RECENT MAJOR CHANGES

Indications and Usage (1), 02/2011

Dosage and Administration, Dose Selection (2.2), 02/2011

Warnings and Precautions, Hypotension, Bradycardia, and Syncope (5.1), 02/2011

Warnings and Precautions, Sedation and Somnolence (5.2), 02/2011

INDICATIONS AND USAGE

INTUNIV® is a selective alpha2A-adrenergic receptor agonist indicated for the treatment of Attention Deficit Hyperactivity Disorder (ADHD) as monotherapy and as adjunctive therapy to stimulant medications. The efficacy of INTUNIV® is based on results of two 8 to 9 week monotherapy studies and one 9 week adjunctive study in combination with psychostimulants in children and adolescents (14.1). Maintenance treatment has not been systematically eva luated, and patients who are continued on longer-term treatment require periodic reassessment (1).

DOSAGE AND ADMINISTRATION

For all patients (2.1):

• Dose once daily.
• Tablets should not be crushed, chewed or broken before swallowing.
• Do not administer with high-fat meals, because of increased exposure.
• Do not substitute for immediate-release guanfacine tablets on a mg-per-mg basis, because of differing pharmacokinetic profiles.

Dose selection (2.2):

• If switching from immediate-release guanfacine, discontinue that treatment and titrate with INTUNIV® as directed.
• Begin at a dose of 1 mg once daily and adjust in increments of no more than 1 mg/week.
• Maintain the dose within the range of 1 mg to 4 mg per day, depending on clinical response and tolerability.
• Consider dosing on a mg/kg basis. Improvements observed starting at doses of 0.05-0.08 mg/kg once daily. Doses up to 0.12 mg/kg once daily may provide additional benefit.
• Doses above 4 mg/day have not been studied.

Discontinuation (2.4):

• When discontinuing, taper the dose in decrements of no more than 1 mg every 3 to 7 days.
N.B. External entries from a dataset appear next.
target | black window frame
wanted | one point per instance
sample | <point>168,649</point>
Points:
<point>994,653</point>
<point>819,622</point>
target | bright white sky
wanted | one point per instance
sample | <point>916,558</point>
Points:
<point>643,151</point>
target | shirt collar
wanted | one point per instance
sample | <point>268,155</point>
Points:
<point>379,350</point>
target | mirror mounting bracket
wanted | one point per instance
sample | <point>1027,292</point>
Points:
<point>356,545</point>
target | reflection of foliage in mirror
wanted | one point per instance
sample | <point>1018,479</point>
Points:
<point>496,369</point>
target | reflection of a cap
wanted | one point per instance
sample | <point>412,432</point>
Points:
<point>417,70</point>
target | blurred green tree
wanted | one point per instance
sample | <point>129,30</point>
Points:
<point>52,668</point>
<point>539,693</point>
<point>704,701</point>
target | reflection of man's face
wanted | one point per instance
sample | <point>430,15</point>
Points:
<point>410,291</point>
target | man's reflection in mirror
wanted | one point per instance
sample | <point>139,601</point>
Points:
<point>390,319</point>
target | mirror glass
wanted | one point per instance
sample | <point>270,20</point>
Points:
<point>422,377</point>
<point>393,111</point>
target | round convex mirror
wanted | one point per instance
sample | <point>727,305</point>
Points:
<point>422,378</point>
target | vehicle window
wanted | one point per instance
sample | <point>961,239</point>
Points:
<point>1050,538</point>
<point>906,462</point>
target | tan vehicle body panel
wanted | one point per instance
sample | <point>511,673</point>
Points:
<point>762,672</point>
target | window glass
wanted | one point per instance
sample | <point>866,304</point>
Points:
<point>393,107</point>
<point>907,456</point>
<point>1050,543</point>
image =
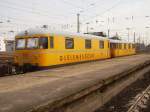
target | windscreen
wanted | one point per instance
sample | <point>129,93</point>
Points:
<point>20,43</point>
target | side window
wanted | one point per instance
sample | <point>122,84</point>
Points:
<point>108,45</point>
<point>88,44</point>
<point>120,45</point>
<point>101,44</point>
<point>133,46</point>
<point>51,42</point>
<point>125,46</point>
<point>69,43</point>
<point>43,43</point>
<point>129,46</point>
<point>111,45</point>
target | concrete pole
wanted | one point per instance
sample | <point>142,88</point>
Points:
<point>78,23</point>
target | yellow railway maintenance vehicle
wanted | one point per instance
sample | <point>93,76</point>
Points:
<point>43,48</point>
<point>121,48</point>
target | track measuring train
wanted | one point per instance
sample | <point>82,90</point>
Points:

DOSAGE FORMS AND STRENGTHS

Extended-release tablets: 1 mg, 2 mg, 3 mg and 4 mg (3)

CONTRAINDICATIONS

History of hypersensitivity to INTUNIV®, its inactive ingredients, or other products containing guanfacine (e.g. TENEX®) (4).

WARNINGS AND PRECAUTIONS

• Hypotension, bradycardia, and syncope: Use INTUNIV® with caution in patients at risk for hypotension, bradycardia, heart block, or syncope (e.g., those taking antihypertensives). Measure heart rate and blood pressure prior to initiation of therapy, following dose increases, and periodically while on therapy. Advise patients to avoid becoming dehydrated or overheated (5.1).
• Sedation and somnolence: Occur commonly with INTUNIV®. Consider the potential for additive sedative effects with CNS depressant drugs. Caution patients against operating heavy equipment or driving until they know how they respond to INTUNIV® (5.2).
• Other guanfacine-containing products: Do not use INTUNIV® concomitantly with other products containing guanfacine (e.g., Tenex) (5.3).

ADVERSE REACTIONS

Most common adverse reactions (≥5% and at least twice placebo rate) in the monotherapy trials: somnolence, fatigue, nausea, lethargy, and hypertension (6). Most common adverse reactions (≥5% and at least twice placebo rate) in the adjunctive trial: somnolence, fatigue, insomnia, dizziness, and abdominal pain (6).

To report SUSPECTED ADVERSE REACTIONS, contact Shire US Inc. at 1-800-828-2088 or FDA at 1-800-FDA-1088 or www.fda.gov/medwatch.

DRUG INTERACTIONS

• CYP3A4/5 inhibitors (e.g., ketoconazole): Coadministration may increase rate and extent of guanfacine exposure. Use concomitantly with caution. (7.1).
• CYP3A4 inducers (e.g., rifampin): Coadministration may decrease rate and extent of guanfacine exposure. Consider dose increase of INTUNIV® (7.2).
• Valproic acid: Coadministration may increase serum valproic acid concentrations (7.3).
• Antihypertensive drugs: Use caution when coadministered with INTUNIV® (5.1, 7.4).
• CNS depressants: Use caution when coadministered with INTUNIV® (5.2, 7.5).

USE IN SPECIFIC POPULATIONS

Hepatic or Renal Impairment: dose reduction may be required in patients with clinically significant impairment of hepatic or renal function (8.6).